The business also donates furniture to those in need and Jules said he was often able to salvage pieces that were still in good condition from deceased estates that were otherwise headed for the tip.

“It’s cheaper for my customer because there is less weight, which means the tip fees are less. They also like to know it is going to a good, new home and we get to help someone,” Jules said.

Jules Evans
Jules said he is often able to donate furniture from deceased estates to those in need. (Source: Supplied)

The Sydney dad said he’d made some lucrative finds at deceased estates, including a pewter and crystal chess board and valuable books.

“We found a set of Norman Lindsay illustrated stories once, all personally autographed by his daughter Jane Lindsay.

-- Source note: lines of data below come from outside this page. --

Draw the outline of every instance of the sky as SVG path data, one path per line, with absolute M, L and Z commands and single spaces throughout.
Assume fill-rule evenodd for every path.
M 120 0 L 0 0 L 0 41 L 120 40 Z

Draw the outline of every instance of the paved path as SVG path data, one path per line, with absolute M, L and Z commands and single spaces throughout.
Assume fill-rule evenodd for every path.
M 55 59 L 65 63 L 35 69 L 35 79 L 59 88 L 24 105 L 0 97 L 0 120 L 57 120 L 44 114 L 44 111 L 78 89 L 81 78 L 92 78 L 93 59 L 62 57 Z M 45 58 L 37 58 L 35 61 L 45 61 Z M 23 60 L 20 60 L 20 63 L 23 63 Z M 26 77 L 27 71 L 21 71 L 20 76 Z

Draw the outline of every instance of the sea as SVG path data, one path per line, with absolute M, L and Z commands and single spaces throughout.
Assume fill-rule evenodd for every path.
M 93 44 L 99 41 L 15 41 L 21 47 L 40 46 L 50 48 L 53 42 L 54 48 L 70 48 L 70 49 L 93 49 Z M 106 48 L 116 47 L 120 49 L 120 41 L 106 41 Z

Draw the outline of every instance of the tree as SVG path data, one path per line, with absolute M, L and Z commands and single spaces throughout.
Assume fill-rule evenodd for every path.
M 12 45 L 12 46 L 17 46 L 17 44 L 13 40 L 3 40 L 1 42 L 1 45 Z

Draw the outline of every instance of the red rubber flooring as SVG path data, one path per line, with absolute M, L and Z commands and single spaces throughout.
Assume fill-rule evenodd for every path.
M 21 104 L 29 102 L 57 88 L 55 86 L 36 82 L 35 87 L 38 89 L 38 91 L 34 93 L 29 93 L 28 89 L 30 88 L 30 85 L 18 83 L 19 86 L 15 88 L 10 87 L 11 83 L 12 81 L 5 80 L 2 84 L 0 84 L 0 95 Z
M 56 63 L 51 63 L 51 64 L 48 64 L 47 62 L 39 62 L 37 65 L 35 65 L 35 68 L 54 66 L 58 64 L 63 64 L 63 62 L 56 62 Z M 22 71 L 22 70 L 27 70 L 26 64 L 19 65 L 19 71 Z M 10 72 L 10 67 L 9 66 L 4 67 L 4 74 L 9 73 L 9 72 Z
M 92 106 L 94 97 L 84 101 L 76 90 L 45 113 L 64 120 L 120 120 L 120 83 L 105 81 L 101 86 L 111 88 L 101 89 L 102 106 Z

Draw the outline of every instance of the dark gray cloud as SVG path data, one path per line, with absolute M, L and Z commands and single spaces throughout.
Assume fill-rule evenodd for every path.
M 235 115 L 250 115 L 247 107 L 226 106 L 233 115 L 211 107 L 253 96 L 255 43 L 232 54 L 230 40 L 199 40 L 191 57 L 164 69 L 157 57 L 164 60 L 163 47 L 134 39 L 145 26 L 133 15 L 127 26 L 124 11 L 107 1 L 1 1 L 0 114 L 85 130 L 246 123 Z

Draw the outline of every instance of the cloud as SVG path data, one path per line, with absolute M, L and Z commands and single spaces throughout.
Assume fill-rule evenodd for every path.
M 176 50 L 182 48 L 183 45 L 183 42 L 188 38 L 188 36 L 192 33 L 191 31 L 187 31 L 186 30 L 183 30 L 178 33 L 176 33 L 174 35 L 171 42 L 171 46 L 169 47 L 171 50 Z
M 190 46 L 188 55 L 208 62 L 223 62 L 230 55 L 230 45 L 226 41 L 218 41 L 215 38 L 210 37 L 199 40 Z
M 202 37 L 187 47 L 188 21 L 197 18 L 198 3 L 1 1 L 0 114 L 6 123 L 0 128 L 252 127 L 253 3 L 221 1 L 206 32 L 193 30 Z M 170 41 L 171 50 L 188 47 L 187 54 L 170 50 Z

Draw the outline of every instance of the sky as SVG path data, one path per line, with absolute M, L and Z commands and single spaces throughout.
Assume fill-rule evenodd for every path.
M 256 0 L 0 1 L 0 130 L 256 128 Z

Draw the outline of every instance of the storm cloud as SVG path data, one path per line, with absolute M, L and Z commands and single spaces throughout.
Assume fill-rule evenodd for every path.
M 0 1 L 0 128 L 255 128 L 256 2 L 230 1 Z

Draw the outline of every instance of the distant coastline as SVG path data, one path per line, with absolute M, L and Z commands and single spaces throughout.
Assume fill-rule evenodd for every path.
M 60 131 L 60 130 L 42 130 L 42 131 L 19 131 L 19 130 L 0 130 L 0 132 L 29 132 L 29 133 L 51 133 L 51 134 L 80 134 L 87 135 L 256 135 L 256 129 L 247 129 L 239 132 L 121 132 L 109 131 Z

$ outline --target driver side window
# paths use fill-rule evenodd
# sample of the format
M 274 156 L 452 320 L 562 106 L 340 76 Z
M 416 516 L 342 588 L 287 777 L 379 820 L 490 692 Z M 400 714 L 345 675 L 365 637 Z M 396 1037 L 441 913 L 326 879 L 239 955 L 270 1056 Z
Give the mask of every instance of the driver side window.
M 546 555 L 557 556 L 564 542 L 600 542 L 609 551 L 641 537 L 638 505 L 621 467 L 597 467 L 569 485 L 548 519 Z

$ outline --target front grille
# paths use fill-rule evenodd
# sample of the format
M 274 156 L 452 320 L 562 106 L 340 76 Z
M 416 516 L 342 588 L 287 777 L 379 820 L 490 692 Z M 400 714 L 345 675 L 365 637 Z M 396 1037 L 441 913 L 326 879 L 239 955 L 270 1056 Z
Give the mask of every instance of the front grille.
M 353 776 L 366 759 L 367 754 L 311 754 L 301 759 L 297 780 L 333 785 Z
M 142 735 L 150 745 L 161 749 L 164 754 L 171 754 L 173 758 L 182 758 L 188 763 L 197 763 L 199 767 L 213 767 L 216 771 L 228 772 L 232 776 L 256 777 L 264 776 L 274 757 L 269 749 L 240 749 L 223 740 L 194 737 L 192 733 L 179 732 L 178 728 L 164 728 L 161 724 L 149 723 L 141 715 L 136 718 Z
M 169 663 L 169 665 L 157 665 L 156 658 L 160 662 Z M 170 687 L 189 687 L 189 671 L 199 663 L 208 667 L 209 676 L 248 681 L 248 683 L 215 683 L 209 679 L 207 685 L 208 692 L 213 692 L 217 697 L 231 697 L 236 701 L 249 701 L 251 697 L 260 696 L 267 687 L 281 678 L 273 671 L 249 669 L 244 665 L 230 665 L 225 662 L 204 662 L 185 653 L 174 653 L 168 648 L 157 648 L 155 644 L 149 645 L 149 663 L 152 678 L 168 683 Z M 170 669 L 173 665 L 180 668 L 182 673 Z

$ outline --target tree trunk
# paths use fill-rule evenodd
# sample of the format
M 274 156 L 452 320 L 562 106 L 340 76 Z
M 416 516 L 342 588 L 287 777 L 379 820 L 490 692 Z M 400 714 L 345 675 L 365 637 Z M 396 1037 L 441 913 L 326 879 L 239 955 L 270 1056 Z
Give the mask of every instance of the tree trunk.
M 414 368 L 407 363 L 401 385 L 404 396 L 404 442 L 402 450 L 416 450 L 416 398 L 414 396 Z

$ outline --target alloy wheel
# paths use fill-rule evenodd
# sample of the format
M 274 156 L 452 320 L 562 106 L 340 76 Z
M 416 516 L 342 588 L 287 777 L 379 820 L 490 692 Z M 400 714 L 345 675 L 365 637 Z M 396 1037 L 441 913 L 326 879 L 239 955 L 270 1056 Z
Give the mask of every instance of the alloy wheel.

Individually, each of those books were worth $1,500,” Jules said.

He said families were often happy for him to keep or donate items, or to sell them to go towards helping his charity work.

Through his Airtasker side hustle, Jules said he was making an annual turnover of $30,000 a year. This amount goes to paying the people who help him (three people are often needed for bigger jobs), equipment, petrol and tolls, and finally to paying himself.

According to Airtasker, there is currently a high demand for removalists on the platform, with tasks increasing 22 per cent this year.

The average deceased estate task price is $288, with popular tasks including moving furniture out, tax returns and deep cleaning.